A student of North Union Secondary School (NUSS) has been ordered to appear before the Serious Offences Court on March 5 in connection with a drug possession charge and four others.
The 15-year-old male, who was born in Guadeloupe, has been living in St. Vincent since last December and has been enrolled at NUSS for the past three weeks.
He appeared at the Georgetown Magistrate’s Court on Monday, on the same day that his father was also brought to court on indecent language and assault charges, allegedly committed at Diamond on Feb. 15.
The student’s father told the court that his son is Vincentian by descent.
When the first charge was put to the student, he told the court, “I don’t speak good English.”
The magistrate inquired about the student’s parents and was told that the youth’s father was also in court.
The student’s father told the court that his son’s school calls him occasionally and tells him to help him with English, as his son’s English is “poor”.
Magistrate Bertie Pompey read more slowly the charge that on Feb. 15, at Diamonds, the student had in his possession 293 grams of cannabis with the intent to supply to another.
The student pleaded not guilty.
The youth further pleaded not guilty to charges that on Feb. 15, also at Diamond, he assaulted Police Constable 746 Ollivierre of Coulls Hill, occasioning actual bodily harm and that he resisted the arrest of Ollivierre, he being a police officer acting in due execution of his duty.
The student pleaded not guilty to these charges, and a trial was set for March 26.
He, however pleaded guilty to the charge that on Feb. 20, at Diamond, in circumstances likely to cause a breach of peace, he made use of indecent language to Police Constable 591 Joshua Robinson, to wit, “come up in alyo m***er c**t”.
According to the facts read in court, the student made the remark when police went to Diamonds to investigate a matter involving him and his father.
When a surety attended court to sign the bail bond, Prosecutor Sergeant Renrick Cato reminded the court that the surety had signed station bail on a previous matter.
Pompey, however, allowed the same surety, explaining the conditions attached to the bail and the penalties if they are breached.
The student, who stood in the defendants’ dock while the surety was being briefed, later voiced a concern about not being able to see his father in prison.
The surety had arrived after the student’s father was remanded to prison.
Pompey stopped the student from proceeding further and told him to speak with the officers with regard to his concern.

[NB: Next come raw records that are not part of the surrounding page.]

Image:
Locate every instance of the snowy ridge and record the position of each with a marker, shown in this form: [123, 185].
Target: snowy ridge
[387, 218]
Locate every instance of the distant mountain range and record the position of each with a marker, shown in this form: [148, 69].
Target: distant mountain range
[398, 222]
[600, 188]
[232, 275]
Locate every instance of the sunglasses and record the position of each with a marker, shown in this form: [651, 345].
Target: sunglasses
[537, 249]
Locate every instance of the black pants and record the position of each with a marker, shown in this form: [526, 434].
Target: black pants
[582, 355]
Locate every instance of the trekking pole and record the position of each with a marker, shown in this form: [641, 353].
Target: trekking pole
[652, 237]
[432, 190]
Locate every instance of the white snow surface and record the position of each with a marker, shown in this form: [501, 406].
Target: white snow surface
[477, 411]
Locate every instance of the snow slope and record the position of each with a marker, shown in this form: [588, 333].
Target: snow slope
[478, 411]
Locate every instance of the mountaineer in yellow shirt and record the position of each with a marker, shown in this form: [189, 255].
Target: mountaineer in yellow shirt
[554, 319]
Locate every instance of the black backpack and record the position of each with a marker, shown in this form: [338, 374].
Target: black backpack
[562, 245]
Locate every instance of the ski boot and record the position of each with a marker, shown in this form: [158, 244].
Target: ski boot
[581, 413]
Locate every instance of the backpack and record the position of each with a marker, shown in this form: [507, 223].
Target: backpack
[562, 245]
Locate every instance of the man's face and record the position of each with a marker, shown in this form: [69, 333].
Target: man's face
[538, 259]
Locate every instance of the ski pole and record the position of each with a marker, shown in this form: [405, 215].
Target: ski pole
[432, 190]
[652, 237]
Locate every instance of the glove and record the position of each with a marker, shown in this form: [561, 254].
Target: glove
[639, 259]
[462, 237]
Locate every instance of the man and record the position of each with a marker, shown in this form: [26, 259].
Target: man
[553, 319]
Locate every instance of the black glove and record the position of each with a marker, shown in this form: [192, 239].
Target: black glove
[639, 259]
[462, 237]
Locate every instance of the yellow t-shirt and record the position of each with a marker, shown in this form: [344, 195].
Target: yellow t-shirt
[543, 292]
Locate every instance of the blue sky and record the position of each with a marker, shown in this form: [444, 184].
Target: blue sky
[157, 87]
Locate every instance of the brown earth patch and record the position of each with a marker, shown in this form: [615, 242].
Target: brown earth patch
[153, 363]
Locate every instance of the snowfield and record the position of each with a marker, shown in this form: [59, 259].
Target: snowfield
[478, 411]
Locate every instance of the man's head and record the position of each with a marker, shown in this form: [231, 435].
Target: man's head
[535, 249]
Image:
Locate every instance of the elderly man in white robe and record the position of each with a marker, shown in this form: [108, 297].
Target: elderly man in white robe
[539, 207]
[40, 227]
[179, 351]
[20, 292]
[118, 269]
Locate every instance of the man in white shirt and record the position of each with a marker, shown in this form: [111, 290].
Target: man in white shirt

At this point, the prosecutor pointed out that the defendant seemed to have understood everything that had just been said.
Cato further said that the student had used the indecent language very well in English.
The prosecutor said that perhaps if the defendant had used French — the main language of Guadeloupe — the police would not have understood what he had said and that the charge would not have been brought against him.
Pompey bonded the student to keep the peace for one year. If he breaks the bond, he must pay the court EC$1,000 forthwith or go to prison for six months.
The student’s father was remanded to prison until Thursday for bail review.